Sharpen Your Data Science Toolkit With CI/CD
Maximizing efficiency is about knowing how the data science puzzles fit together and then executing them.
Join the DZone community and get the full member experience.Join For Free
Today there is a mass of new software packages and repositories arriving on the scene that has made the data science process more interactive, nuanced, and user-driven than ever before. For evidence of this, just check the Towards Data Science homepage on any given day. In the face of this new wave of choices, it is important to understand the basic structure of development pipelines.
Data Scientists have become newly minted developers in their own right. In becoming developers, it is useful to understand development principles that software engineers use to iteratively test, construct and shape their deployed code.
In this article, we’ll talk about some often-misunderstood development principles that will guide you to developing more resilient, production-ready development pipelines using CI/CD tools. Then, we’ll make it concrete with a tutorial about how to set up your own pipeline using Buddy.
The Development Pipeline
Understanding the components to development is the first step to understanding which pieces go where, and how things fit together. Each of these elements serves as crucial building blocks towards the coveted end-to-end pipeline. In this case, “end-to-end” is jargon for “you make a code-level change, and the end-user experiences the effect”.
In a nutshell, you as the data scientist would use the development pipeline to push changes from your local machine to a version control tool, and have these changes be reflected in the cloud deployment service for your end users.
Next, we’ll break down an example development pipeline step by step.
- Dashboard: Let’s say you have created an awesome new Data Science dashboard that uses data to answer a burning question within your organization. In this example, we’ll use a sample project from Streamlit, that visualizes Uber rides in New York City. In this case, this is a project folder that lives on your local machine that contains images, python scripts, datasets, and more.
- Version Control: The next step is to use a version control tool like Github to host your project. This helps you and your team track code changes and edits over time, write documentation and enable collaboration with the wider community. Many data scientists are already intimately familiar with GitHub as a place to host and showcase their projects.
- Cloud Deployment: Finally, you use a Cloud Server Service to deploy your project. In this example, we’ll use AWS to deploy the original dashboard visualization and share it with your end-users.
At this point, many data scientists stop and call it a good day at the office.
However, we’re still missing a crucial piece of the puzzle. Uploading code to GitHub and setting up an AWS deployment is great, but if there are changes or upgrades to that codebase, the AWS deployment will not automatically reflect them. Instead, each version for deployment will have to be manually updated. While this is suboptimal in terms of effort and time, there is also a possibility that your flashy new update might break the basic functionality of your original dashboard. This mistake is compounded when working with a team of data scientists to create a product.
CI/CD With Buddy
To patch this missing puzzle piece, we introduce the concept of Continuous Integration / Continuous Deployment — abbreviated as CI/CD. This tool bridges the gap between development and operation activities through automation. It helps you test and integrates your new changes into existing the body of work. Buddy Works is an excellent option for this tool when setting up your deployment pipeline.

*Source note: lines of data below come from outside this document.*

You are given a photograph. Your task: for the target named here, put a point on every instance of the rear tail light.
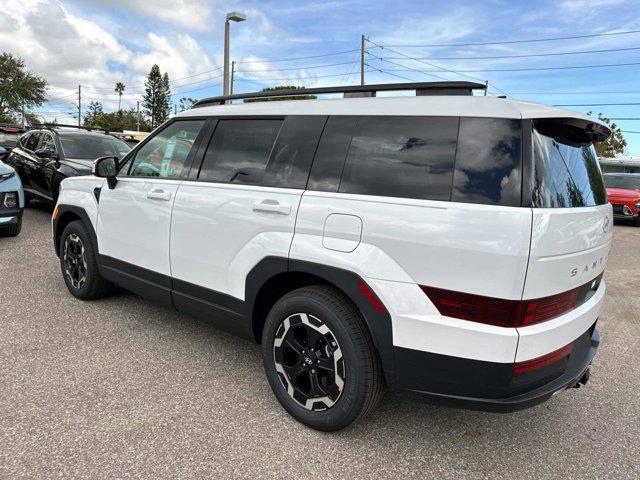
(527, 366)
(498, 311)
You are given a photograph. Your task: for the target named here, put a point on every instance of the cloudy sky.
(96, 43)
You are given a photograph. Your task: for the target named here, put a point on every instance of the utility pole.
(231, 17)
(79, 104)
(362, 61)
(233, 69)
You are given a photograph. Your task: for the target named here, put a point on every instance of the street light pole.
(231, 17)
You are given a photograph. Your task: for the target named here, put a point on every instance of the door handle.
(158, 194)
(272, 206)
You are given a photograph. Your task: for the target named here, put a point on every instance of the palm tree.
(119, 89)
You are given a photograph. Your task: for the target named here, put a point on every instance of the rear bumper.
(11, 217)
(491, 386)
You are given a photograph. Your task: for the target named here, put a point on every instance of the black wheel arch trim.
(80, 213)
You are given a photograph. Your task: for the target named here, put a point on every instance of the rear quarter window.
(565, 175)
(488, 162)
(410, 157)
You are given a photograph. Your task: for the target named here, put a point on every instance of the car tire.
(331, 401)
(79, 263)
(13, 230)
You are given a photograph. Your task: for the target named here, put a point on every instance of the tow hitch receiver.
(584, 379)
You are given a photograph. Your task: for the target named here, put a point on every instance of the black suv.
(44, 157)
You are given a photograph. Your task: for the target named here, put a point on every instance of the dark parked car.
(45, 157)
(9, 135)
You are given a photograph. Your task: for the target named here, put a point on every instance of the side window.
(32, 142)
(293, 152)
(239, 151)
(410, 157)
(332, 152)
(48, 143)
(165, 155)
(488, 162)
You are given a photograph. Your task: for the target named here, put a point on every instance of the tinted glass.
(166, 153)
(293, 152)
(239, 151)
(332, 152)
(488, 162)
(32, 141)
(90, 147)
(619, 181)
(48, 143)
(410, 157)
(565, 175)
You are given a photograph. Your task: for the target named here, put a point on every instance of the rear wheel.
(79, 264)
(11, 231)
(319, 359)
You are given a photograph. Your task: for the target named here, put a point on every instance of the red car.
(623, 190)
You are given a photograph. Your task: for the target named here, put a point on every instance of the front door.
(134, 218)
(240, 209)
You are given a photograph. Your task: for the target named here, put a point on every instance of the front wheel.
(319, 359)
(79, 264)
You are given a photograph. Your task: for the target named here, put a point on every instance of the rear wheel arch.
(66, 215)
(263, 291)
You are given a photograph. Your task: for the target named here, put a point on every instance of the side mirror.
(45, 153)
(107, 167)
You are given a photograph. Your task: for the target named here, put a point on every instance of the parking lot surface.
(120, 388)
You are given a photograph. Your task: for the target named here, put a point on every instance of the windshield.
(565, 175)
(90, 147)
(631, 182)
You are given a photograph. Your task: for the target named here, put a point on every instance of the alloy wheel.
(75, 262)
(309, 361)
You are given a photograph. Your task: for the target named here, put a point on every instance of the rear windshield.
(564, 174)
(618, 181)
(90, 147)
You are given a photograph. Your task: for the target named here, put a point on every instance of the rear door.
(240, 206)
(572, 221)
(134, 218)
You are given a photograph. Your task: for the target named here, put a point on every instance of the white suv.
(444, 243)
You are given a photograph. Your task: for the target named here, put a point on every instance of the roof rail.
(421, 88)
(51, 126)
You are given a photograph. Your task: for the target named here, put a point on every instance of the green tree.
(615, 144)
(166, 95)
(94, 114)
(19, 88)
(119, 90)
(155, 102)
(186, 103)
(277, 99)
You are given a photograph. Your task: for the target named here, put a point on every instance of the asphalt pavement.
(121, 388)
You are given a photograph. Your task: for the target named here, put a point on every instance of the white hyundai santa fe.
(444, 243)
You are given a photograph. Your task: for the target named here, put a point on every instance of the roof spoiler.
(421, 88)
(574, 131)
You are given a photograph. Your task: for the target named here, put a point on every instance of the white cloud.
(73, 50)
(192, 14)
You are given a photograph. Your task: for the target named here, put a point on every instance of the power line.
(389, 73)
(295, 68)
(400, 65)
(290, 78)
(595, 104)
(301, 58)
(626, 92)
(434, 65)
(567, 67)
(547, 54)
(549, 39)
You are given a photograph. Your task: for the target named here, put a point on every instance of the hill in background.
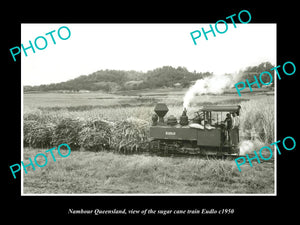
(120, 80)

You might be wondering — how is this going to stop my development pipeline from breaking? Let’s explore the value of using Buddy. This CI/CD tool is actually a process, that involves adding testing, automation, and delivery benchmarks to connect your GitHub repository to the cloud configuration.

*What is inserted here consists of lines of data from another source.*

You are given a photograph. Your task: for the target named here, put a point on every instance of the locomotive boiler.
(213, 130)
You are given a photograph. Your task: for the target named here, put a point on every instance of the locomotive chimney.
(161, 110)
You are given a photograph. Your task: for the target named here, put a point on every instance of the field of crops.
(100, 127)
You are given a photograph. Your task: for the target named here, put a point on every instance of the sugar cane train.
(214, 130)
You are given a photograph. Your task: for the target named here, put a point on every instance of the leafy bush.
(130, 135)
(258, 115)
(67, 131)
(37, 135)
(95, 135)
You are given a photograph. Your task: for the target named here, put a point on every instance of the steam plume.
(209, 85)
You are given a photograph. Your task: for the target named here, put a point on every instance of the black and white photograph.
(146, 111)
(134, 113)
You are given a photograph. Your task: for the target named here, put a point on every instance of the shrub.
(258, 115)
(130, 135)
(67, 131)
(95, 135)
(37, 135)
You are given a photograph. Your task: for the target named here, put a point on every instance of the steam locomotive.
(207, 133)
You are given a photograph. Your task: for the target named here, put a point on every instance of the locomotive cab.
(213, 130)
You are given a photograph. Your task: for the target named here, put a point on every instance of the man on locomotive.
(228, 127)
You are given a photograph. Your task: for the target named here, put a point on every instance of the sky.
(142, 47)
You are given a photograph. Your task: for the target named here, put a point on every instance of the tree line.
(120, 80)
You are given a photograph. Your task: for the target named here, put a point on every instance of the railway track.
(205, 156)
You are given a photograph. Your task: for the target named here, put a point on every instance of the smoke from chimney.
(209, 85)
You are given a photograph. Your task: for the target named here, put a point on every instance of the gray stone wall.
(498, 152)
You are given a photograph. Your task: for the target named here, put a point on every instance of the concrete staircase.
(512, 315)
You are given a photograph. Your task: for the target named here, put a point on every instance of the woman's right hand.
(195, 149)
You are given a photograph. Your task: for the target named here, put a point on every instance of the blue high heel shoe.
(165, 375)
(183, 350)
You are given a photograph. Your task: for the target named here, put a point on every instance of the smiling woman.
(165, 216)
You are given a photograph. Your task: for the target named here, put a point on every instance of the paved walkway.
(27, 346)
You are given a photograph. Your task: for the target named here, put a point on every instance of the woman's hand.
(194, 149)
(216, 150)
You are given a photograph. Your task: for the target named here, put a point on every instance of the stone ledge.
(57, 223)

Let’s examine each element in turn:
- Rigorous Testing: After installing the relevant environment, you can run unit-testing through a full suite of tools, including Cypress, Split Testing, and tests written natively in Python, PHP, Django, and more. Each time you run the pipeline, all your tests will be re-run to ensure production-quality code is being deployed.
- Automated Deployment: Once your GitHub repository is connected, the pipeline will run according to your setup instructions. Just by pushing to the master-branch or using a recurrent trigger, the pipeline will automatically start, run tests and update your cloud instance if there are no errors.
- : The CI/CD workflow allows you to connect notification settings across a wide array of options, including SMS/email, Slack — as well as mainstream performance and app monitoring tools like Datadog and Sentry. If there are any errors in integrating changes, you can be notified and go straight in to fix the issue.
Now that we have established the premise of CI/CD and its uses, let’s dive right into a first look of Buddy’s platform and how you can get a basic pipeline off the ground.
Tutorial: The CI/CD Pipeline
1. Setting Up the Pipeline
First off, head over to Buddy and make an account. It is recommended to use your version control login here, as it will save you the step of connecting your repositories. Either way, connecting your version control software will allow Buddy to connect to any of those repositories.
We’ll use the demo-uber-nyc-pickups repository for the purposes of this tutorial, which is an interactive dashboard built with Streamlit. After forking the repository on Github, it will show up in our repo list within Buddy. Clicking on the name will lead us to the next screen.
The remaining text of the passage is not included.